By analyzing existing cross correlation between Guidemark Smallmid Cap and Eagle Small Cap, you can compare the effects of market volatilities on Guidemark(r) Small/mid and Eagle Small and check how they will diversify away market risk if combined in the same portfolio for a given time horizon. You can also utilize pair trading strategies of matching a long position in Guidemark(r) Small/mid with a short position of Eagle Small. Check out your portfolio center. Please also check ongoing floating volatility patterns of Guidemark(r) Small/mid and Eagle Small.
Diversification Opportunities for Guidemark(r) Small/mid and Eagle Small
0.99 | Correlation Coefficient |
No risk reduction
The 3 months correlation between Guidemark(r) and Eagle is 0.99. Overlapping area represents the amount of risk that can be diversified away by holding Guidemark Smallmid Cap and Eagle Small Cap in the same portfolio, assuming nothing else is changed. The correlation between historical prices or returns on Eagle Small Cap and Guidemark(r) Small/mid is a relative statistical measure of the degree to which these equity instruments tend to move together. The correlation coefficient measures the extent to which returns on Guidemark Smallmid Cap are associated (or correlated) with Eagle Small. Values of the correlation coefficient range from -1 to +1, where. The correlation of zero (0) is possible when the price movement of Eagle Small Cap has no effect on the direction of Guidemark(r) Small/mid i.e., Guidemark(r) Small/mid and Eagle Small go up and down completely randomly.
Pair Corralation between Guidemark(r) Small/mid and Eagle Small
Assuming the 90 days horizon Guidemark Smallmid Cap is expected to generate 0.97 times more return on investment than Eagle Small. However, Guidemark Smallmid Cap is 1.03 times less risky than Eagle Small. It trades about 0.26 of its potential returns per unit of risk. Eagle Small Cap is currently generating about 0.23 per unit of risk. If you would invest 2,106 in Guidemark Smallmid Cap on August 27, 2024 and sell it today you would earn a total of 168.00 from holding Guidemark Smallmid Cap or generate 7.98% return on investment over 90 days.

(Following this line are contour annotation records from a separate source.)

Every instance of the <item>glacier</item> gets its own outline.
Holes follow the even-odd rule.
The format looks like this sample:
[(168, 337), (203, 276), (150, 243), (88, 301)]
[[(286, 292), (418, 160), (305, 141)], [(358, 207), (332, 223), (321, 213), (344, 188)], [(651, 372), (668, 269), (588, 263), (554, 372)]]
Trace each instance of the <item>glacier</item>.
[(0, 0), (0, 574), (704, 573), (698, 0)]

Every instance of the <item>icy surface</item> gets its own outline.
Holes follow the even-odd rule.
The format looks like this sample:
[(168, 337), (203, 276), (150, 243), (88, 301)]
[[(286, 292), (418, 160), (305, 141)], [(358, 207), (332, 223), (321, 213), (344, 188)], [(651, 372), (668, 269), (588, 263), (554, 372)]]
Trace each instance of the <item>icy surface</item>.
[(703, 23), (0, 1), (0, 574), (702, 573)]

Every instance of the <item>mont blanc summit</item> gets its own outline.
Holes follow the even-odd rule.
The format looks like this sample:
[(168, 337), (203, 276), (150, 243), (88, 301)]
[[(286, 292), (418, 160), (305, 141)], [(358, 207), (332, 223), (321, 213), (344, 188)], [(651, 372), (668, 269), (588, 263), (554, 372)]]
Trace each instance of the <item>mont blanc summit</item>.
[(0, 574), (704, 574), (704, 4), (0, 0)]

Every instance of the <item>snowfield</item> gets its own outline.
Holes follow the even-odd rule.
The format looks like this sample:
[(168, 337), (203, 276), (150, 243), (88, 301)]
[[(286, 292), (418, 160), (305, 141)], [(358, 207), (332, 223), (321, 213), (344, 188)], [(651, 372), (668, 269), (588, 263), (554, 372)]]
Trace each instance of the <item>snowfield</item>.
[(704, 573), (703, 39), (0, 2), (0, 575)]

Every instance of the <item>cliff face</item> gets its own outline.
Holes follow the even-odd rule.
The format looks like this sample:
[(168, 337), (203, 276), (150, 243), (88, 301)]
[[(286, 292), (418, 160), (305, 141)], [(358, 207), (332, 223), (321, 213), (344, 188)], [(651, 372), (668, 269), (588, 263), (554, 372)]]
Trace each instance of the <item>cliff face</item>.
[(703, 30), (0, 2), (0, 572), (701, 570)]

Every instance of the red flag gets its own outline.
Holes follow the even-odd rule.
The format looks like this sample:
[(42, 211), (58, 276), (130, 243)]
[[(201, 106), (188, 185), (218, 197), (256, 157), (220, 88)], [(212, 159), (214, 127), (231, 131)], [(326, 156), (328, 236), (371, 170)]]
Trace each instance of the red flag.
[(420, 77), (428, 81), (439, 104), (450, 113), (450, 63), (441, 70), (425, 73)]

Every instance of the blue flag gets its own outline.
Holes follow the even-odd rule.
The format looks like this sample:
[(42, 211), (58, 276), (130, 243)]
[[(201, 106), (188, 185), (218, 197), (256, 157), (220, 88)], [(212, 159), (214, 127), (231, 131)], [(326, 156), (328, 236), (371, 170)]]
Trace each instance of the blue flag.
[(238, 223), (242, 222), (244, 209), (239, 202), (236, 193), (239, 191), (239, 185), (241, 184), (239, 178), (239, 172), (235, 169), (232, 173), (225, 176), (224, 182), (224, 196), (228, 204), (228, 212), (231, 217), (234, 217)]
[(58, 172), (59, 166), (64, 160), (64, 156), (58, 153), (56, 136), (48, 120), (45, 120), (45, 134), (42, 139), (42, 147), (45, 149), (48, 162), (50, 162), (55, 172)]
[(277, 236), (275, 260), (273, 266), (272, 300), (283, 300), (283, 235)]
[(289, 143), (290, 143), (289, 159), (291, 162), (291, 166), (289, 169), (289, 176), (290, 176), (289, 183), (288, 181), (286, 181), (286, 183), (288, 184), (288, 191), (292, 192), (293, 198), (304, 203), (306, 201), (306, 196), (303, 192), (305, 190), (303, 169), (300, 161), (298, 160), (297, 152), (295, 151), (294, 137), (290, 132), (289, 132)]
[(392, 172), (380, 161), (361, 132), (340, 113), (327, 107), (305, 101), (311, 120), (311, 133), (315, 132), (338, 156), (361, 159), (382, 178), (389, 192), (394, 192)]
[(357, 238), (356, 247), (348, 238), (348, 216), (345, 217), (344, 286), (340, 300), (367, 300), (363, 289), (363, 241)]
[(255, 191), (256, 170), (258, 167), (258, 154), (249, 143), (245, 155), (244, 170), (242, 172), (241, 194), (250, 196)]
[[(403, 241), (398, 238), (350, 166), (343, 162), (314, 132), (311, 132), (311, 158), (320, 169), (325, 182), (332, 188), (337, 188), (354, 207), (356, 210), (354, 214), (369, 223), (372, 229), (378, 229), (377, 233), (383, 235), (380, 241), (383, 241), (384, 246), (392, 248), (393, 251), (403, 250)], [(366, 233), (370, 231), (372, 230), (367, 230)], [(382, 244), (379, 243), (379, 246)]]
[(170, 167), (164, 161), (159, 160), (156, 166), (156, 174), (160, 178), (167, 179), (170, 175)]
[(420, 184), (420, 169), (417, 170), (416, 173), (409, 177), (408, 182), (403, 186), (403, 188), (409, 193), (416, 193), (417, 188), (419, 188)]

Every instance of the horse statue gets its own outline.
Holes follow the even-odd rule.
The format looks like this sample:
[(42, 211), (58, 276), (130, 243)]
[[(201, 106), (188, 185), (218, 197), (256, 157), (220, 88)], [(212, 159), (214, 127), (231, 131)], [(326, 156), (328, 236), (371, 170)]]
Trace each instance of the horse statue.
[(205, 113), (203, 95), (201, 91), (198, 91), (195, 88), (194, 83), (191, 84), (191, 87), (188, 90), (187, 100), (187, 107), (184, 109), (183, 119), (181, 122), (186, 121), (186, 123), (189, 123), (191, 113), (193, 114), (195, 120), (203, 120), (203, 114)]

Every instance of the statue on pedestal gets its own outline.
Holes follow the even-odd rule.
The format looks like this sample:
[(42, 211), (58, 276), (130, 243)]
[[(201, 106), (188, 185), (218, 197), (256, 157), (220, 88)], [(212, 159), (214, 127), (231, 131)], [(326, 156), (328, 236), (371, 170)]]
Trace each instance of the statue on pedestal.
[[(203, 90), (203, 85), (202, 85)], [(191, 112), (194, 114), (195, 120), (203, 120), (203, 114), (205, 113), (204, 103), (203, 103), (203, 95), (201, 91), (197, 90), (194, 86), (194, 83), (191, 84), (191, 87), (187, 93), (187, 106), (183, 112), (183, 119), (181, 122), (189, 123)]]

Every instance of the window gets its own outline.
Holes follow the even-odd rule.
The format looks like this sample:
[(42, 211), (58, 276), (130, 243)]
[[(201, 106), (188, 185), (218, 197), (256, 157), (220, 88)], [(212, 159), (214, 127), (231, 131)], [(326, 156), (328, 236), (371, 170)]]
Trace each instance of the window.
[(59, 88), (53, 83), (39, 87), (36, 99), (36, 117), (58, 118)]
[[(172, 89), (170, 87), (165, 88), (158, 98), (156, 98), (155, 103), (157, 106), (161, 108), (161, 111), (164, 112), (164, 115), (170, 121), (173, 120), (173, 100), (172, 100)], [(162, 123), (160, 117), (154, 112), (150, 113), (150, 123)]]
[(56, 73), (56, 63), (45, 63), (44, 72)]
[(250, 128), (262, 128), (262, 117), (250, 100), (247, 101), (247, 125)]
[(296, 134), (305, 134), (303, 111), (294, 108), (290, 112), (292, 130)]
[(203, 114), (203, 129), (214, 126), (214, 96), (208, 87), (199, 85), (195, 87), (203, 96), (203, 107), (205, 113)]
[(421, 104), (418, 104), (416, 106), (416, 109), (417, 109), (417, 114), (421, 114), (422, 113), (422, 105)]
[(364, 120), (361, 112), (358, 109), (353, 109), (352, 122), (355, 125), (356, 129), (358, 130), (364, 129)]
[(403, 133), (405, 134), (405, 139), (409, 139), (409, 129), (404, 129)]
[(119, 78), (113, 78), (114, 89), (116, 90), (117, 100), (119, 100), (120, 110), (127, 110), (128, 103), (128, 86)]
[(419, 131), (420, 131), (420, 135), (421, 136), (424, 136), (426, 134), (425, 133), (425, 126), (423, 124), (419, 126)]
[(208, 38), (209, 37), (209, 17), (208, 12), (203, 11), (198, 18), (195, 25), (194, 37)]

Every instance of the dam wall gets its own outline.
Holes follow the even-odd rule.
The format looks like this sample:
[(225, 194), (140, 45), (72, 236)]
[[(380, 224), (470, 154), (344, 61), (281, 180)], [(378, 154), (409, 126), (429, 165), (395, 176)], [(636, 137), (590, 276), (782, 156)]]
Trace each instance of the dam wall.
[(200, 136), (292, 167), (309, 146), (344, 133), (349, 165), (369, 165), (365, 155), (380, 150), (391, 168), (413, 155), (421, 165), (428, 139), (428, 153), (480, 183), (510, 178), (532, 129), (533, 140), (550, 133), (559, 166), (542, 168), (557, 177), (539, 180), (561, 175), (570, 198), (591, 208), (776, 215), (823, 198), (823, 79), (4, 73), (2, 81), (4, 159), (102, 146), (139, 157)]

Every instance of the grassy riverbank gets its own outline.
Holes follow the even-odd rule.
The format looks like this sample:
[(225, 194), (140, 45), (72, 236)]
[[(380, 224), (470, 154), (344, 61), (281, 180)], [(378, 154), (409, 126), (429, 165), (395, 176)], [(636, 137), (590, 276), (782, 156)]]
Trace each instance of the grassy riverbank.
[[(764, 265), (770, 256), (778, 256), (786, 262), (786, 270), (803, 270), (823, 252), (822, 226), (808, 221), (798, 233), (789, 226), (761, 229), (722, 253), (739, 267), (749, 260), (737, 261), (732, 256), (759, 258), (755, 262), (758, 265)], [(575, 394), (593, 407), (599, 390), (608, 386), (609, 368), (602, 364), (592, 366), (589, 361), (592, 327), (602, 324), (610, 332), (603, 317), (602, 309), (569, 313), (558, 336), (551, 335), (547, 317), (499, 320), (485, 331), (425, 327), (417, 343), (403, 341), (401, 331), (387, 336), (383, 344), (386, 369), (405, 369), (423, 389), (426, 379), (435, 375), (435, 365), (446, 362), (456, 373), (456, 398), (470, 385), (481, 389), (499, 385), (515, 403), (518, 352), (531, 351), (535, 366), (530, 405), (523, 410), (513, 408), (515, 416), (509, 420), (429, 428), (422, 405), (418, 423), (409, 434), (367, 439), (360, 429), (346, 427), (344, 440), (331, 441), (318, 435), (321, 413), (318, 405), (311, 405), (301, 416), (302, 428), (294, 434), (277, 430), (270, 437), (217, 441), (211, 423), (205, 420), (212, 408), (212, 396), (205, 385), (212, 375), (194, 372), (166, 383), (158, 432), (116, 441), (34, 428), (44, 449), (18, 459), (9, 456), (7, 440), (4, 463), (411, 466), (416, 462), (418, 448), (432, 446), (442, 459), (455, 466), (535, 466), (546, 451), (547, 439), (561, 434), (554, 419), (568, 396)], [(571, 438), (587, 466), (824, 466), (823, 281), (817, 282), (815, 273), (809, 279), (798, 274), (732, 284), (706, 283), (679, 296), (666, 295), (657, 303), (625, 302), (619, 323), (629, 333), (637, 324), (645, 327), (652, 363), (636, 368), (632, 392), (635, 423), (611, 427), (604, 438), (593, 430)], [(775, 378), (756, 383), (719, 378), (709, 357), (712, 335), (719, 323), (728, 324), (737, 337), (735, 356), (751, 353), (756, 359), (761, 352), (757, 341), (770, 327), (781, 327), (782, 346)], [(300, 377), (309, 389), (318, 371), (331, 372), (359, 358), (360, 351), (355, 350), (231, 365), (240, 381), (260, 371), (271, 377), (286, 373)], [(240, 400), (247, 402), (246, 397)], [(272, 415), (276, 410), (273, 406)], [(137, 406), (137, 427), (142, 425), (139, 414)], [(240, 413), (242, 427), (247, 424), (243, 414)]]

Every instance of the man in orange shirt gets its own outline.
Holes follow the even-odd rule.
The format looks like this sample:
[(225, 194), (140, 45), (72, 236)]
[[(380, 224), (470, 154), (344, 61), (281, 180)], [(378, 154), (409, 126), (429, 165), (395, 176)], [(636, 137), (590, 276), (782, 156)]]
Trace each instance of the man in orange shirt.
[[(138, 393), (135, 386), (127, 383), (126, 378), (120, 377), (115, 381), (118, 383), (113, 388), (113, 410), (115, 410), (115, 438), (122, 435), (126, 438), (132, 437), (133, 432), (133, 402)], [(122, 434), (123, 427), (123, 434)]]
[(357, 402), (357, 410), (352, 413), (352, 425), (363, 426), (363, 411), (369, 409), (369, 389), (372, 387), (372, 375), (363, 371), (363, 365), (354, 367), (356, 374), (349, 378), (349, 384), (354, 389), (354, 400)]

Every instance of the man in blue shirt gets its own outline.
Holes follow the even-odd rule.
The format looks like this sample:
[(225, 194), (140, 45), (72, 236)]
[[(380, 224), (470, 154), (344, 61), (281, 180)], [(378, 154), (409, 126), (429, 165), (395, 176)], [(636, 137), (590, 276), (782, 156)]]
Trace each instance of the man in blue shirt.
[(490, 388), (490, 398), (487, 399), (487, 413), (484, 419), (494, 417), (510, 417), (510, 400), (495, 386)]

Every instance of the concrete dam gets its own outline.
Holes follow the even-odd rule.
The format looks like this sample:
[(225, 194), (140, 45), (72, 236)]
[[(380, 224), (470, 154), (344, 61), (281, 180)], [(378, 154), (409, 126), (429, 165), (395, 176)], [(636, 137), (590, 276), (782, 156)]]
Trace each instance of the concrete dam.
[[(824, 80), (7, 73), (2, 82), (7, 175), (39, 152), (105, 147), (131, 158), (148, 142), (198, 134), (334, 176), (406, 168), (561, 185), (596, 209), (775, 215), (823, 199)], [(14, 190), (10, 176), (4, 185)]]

Time Period | 3 Months [change] |
Direction | Moves Together |
Strength | Very Strong |
Accuracy | 100.0% |
Values | Daily Returns |
Guidemark Smallmid Cap vs. Eagle Small Cap
Performance |
Timeline |
Guidemark Smallmid Cap |
Eagle Small Cap |
Guidemark(r) Small/mid and Eagle Small Volatility Contrast
Predicted Return Density |
Returns |
Pair Trading with Guidemark(r) Small/mid and Eagle Small
The main advantage of trading using opposite Guidemark(r) Small/mid and Eagle Small positions is that it hedges away some unsystematic risk. Because of two separate transactions, even if Guidemark(r) Small/mid position performs unexpectedly, Eagle Small can make up some of the losses. Pair trading also minimizes risk from directional movements in the market. For example, if an entire industry or sector drops because of unexpected headlines, the short position in Eagle Small will offset losses from the drop in Eagle Small's long position.The idea behind Guidemark Smallmid Cap and Eagle Small Cap pairs trading is to make the combined position market-neutral, meaning the overall market's direction will not affect its win or loss (or potential downside or upside). This can be achieved by designing a pairs trade with two highly correlated stocks or equities that operate in a similar space or sector, making it possible to obtain profits through simple and relatively low-risk investment.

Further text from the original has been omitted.